In March, I spotted an opportunity for volunteers to get involved with COVID-19 science on the data science contest website kaggle. I ended up spending several months helping out there as a health science resource person among computer scientists who were kindly volunteering their time and energy to help sort and summarize research reports that were flying hither and thither on preprint portals and (some of them) making their way into the peer reviewed literature. This felt like a rewarding and meaningful use of my time at first, and proved an excellent way to meet people in data science careers and learn something about how computers can help solve public health problems.
But by mid-May, the sheer intensity of the conspiracy theory chatter in my social media feed was getting to me. I started to question what I was doing. I started to slip back into those weak spots in my character where a slight uptick in my global perception of salience, a dopamine-regulated sensation that tells you that everything going on in your environment has something to do with you personally, would tap into the wacky world of Trump’s Twitter following and I would wonder whose nefarious purposes the pandemic actually served. Could it be a propaganda experiment, testing the waters for stranger things to come?
What tipped the scales was actually a ray of hope. I was deeply alarmed to hear that the President of New Zealand was celebrating several weeks of testing without a single positive test result in her entire country. As a scientist, I found that accomplishment difficult to credit even for a well-managed island country. I thought there had to be some kind of profound error behind the report. I had heard that the Maori community felt excluded and vulnerable and had organized protests over the handling of New Zealand’s pandemic response. I assumed that like Australia, New Zealand experienced illegal immigration by boat, and that this flow of potential index patients would make such an early success story logically impossible to achieve, even if all other pandemic response measures were perfectly planned and implemented. All it would take would be one illegal American, for heaven’s sake, one string-pulling Yankee who can get past customs, or one boatload of economic refugees from a country that can’t afford as robust of a pandemic response. (According to more recent reports, America now accounts for 170,000+ of a global total of 800,000 known COVID-19 deaths. Hence the global travel ban on Americans.)

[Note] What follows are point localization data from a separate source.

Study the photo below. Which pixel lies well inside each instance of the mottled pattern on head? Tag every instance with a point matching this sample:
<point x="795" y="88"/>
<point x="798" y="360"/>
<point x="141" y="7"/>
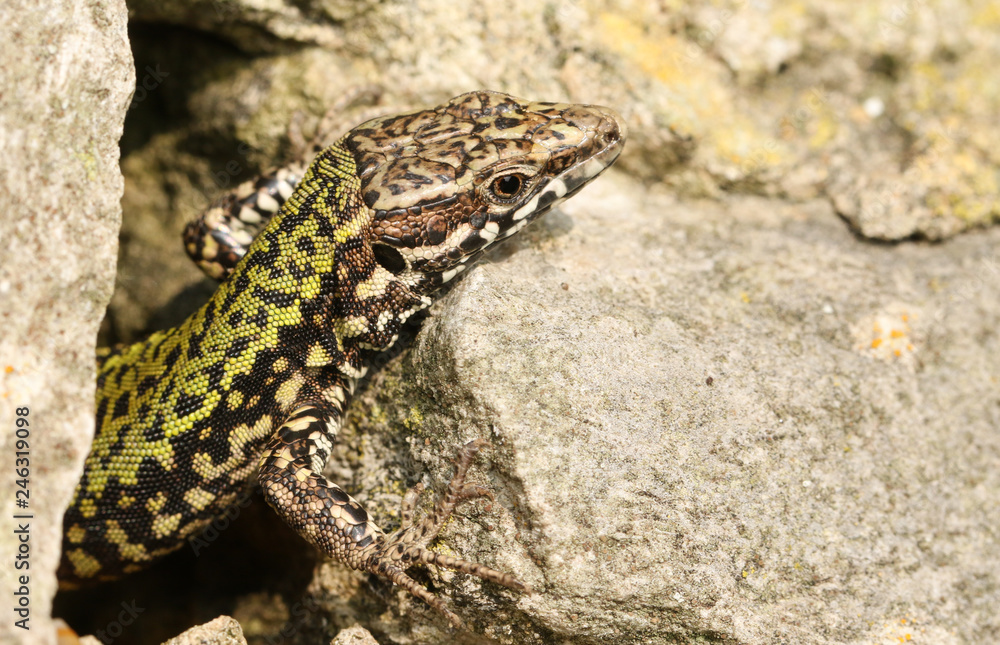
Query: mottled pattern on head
<point x="443" y="184"/>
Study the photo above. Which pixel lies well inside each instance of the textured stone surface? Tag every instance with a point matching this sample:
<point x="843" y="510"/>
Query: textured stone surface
<point x="66" y="79"/>
<point x="356" y="635"/>
<point x="221" y="631"/>
<point x="729" y="421"/>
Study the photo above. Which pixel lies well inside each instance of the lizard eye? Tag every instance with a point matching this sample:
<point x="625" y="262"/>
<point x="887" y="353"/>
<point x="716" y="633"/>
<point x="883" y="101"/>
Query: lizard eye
<point x="507" y="187"/>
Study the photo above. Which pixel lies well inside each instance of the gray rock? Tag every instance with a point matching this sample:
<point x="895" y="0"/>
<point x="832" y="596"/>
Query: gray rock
<point x="66" y="74"/>
<point x="731" y="422"/>
<point x="221" y="631"/>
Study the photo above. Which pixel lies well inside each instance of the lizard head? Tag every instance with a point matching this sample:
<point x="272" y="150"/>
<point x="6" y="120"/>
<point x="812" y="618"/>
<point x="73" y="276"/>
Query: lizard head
<point x="445" y="184"/>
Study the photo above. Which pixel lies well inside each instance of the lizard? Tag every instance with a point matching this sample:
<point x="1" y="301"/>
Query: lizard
<point x="320" y="266"/>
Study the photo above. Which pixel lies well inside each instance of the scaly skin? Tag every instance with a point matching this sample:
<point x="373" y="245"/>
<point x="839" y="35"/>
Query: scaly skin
<point x="253" y="386"/>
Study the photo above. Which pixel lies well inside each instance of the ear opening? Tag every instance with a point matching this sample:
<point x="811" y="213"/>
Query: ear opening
<point x="389" y="258"/>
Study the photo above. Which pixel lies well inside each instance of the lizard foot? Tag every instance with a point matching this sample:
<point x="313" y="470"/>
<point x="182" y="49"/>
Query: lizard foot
<point x="408" y="545"/>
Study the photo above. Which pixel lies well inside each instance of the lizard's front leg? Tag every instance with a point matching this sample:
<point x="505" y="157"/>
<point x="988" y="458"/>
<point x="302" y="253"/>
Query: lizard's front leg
<point x="322" y="513"/>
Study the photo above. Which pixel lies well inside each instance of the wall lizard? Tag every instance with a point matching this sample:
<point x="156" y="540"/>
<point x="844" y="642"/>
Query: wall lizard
<point x="321" y="267"/>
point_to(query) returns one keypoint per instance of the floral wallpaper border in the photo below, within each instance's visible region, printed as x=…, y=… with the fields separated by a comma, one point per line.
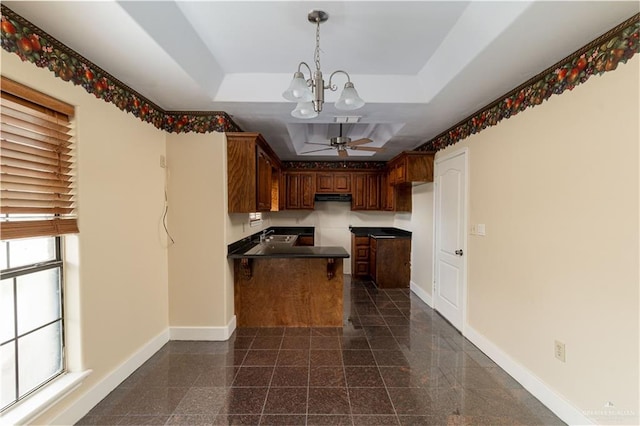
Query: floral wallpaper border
x=32, y=44
x=601, y=55
x=333, y=165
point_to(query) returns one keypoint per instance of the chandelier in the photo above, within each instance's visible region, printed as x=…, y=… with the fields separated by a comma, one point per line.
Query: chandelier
x=309, y=93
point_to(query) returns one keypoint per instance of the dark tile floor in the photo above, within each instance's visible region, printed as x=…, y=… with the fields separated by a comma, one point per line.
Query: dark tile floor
x=395, y=362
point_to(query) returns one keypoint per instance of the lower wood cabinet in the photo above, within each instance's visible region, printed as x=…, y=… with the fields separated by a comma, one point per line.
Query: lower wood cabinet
x=359, y=256
x=386, y=261
x=391, y=262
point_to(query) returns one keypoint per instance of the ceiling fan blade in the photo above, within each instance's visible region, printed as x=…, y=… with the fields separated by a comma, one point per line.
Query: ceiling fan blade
x=370, y=148
x=359, y=142
x=317, y=150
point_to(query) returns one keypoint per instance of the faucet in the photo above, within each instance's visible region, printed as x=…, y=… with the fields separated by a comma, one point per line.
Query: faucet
x=264, y=234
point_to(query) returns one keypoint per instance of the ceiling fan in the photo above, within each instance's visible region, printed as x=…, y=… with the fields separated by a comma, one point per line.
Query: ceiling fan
x=342, y=143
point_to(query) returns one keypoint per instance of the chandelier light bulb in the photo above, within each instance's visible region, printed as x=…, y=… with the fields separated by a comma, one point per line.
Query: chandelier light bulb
x=349, y=98
x=298, y=90
x=304, y=110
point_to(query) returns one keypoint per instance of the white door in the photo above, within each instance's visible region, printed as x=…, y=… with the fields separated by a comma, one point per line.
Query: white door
x=450, y=238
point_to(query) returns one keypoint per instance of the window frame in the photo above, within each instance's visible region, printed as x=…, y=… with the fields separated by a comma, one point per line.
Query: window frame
x=12, y=273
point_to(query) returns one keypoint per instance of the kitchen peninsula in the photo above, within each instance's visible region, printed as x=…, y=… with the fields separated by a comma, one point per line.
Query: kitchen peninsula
x=280, y=283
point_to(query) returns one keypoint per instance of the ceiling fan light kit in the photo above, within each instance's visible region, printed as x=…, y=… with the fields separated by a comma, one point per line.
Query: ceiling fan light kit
x=311, y=90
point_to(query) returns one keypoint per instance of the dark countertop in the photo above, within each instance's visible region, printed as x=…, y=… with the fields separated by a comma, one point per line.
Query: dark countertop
x=384, y=232
x=291, y=252
x=239, y=249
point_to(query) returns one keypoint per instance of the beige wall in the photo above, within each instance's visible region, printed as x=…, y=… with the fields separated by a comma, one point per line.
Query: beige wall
x=120, y=283
x=199, y=293
x=557, y=187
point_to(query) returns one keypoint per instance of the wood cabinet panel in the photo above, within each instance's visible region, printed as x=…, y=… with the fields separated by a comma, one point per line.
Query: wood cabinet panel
x=252, y=174
x=333, y=182
x=390, y=262
x=366, y=191
x=307, y=298
x=411, y=166
x=300, y=190
x=359, y=256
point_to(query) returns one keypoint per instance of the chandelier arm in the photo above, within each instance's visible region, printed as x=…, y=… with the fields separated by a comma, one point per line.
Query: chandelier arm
x=308, y=67
x=333, y=87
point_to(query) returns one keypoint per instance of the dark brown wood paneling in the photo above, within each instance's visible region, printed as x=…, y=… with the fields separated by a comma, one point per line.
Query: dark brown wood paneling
x=241, y=174
x=288, y=293
x=392, y=263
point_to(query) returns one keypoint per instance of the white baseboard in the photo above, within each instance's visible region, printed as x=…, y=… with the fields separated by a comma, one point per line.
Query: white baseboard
x=203, y=333
x=556, y=403
x=89, y=399
x=423, y=295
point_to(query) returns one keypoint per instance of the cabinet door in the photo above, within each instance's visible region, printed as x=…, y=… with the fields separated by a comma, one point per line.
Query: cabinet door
x=387, y=192
x=373, y=192
x=308, y=190
x=300, y=190
x=342, y=183
x=264, y=183
x=324, y=182
x=373, y=259
x=292, y=190
x=359, y=181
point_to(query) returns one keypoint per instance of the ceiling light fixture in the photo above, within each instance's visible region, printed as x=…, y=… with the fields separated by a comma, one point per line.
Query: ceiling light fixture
x=309, y=93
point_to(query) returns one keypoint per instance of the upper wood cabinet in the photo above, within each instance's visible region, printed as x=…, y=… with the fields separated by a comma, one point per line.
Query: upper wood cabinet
x=253, y=173
x=366, y=191
x=411, y=166
x=395, y=198
x=300, y=190
x=333, y=182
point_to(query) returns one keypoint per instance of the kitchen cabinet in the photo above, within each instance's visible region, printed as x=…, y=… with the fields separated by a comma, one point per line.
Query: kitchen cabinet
x=411, y=166
x=253, y=172
x=359, y=256
x=390, y=262
x=333, y=182
x=395, y=198
x=300, y=190
x=366, y=191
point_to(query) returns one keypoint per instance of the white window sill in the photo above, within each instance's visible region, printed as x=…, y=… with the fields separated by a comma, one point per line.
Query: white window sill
x=37, y=403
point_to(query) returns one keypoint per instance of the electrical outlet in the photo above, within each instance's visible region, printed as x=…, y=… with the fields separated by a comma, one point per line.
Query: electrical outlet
x=559, y=351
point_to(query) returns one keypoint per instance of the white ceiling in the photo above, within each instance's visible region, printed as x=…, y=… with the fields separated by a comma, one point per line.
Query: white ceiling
x=420, y=66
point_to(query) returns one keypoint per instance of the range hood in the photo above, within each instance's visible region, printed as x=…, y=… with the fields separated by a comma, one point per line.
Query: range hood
x=333, y=197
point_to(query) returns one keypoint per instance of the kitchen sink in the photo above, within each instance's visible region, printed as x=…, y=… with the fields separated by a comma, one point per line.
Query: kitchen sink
x=273, y=242
x=281, y=239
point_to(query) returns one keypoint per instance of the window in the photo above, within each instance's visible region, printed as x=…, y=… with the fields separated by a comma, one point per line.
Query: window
x=31, y=320
x=37, y=207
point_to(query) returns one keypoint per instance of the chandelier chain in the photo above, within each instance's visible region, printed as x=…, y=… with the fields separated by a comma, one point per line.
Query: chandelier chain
x=316, y=55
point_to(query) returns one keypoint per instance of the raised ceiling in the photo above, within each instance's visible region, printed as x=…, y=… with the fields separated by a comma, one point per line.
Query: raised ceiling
x=420, y=66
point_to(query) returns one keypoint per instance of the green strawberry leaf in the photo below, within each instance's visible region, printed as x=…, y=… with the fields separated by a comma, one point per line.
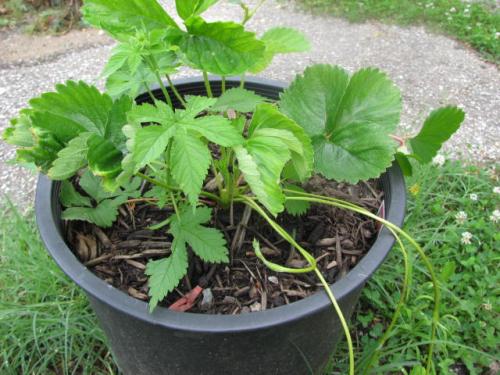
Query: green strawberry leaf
x=437, y=129
x=190, y=8
x=223, y=48
x=261, y=160
x=93, y=187
x=349, y=120
x=70, y=159
x=150, y=143
x=216, y=129
x=165, y=274
x=296, y=208
x=121, y=18
x=70, y=197
x=266, y=116
x=190, y=159
x=208, y=243
x=238, y=99
x=19, y=134
x=58, y=119
x=128, y=70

So I backed off of kaggle, and switched my focus to other research hobbies and non-COVID-19 related pastimes to avoid getting sucked any further into the void. This helped in the long run, but it left me a bit shaken up and disoriented, to say the least. Only recently have I felt comfortable writing about COVID-19 again.
As often happens in schizophrenia, those closest to me took the brunt of my paranoia and frustration when I was having a particularly hard time with reality-testing. A little Euripides, a play by Sartre, and BAM! I felt like I was in the middle of a Greek tragedy, and the writing on the walls was written in blood. But my family played it cool and didn’t put me on the spot about the slippage in my sanity index, and I finally worked up the wherewithal to take back what I said today.
As unpleasant as it is to hear your friends tell you that you sound crazy when you’re telling them how you feel and what’s on your mind, sometimes that’s exactly what you need to hear. And they did. So here we are.
Even before I took a break from writing about COVID-19, I recognized the connection between what I was going through and what millions of Americans in red states are going through right now. Fox owns all the local news, and is probably taking fake news ads from the manufacturers of hydroxychloroquine and now, the purveyors of convalescent plasma. How are they supposed to know that? Who are they supposed to trust?
The internet killed journalism 20 years ago. Peer review isn’t showing its best side these days either. Statisticians I talk to are shredding nearly every major paper to come out about COVID-19 therapeutics without showing a shred of hope for humanity, because the bullshit is coming at us from all sides in a publish-or-perish state of mayhem at universities where quality control has gone by the wayside and journals are in the mood to simply shrug and say, “we get a lot of submissions every day, you know.” And they might add, “and nobody has time to referee any of them.” They’re too busy writing their own.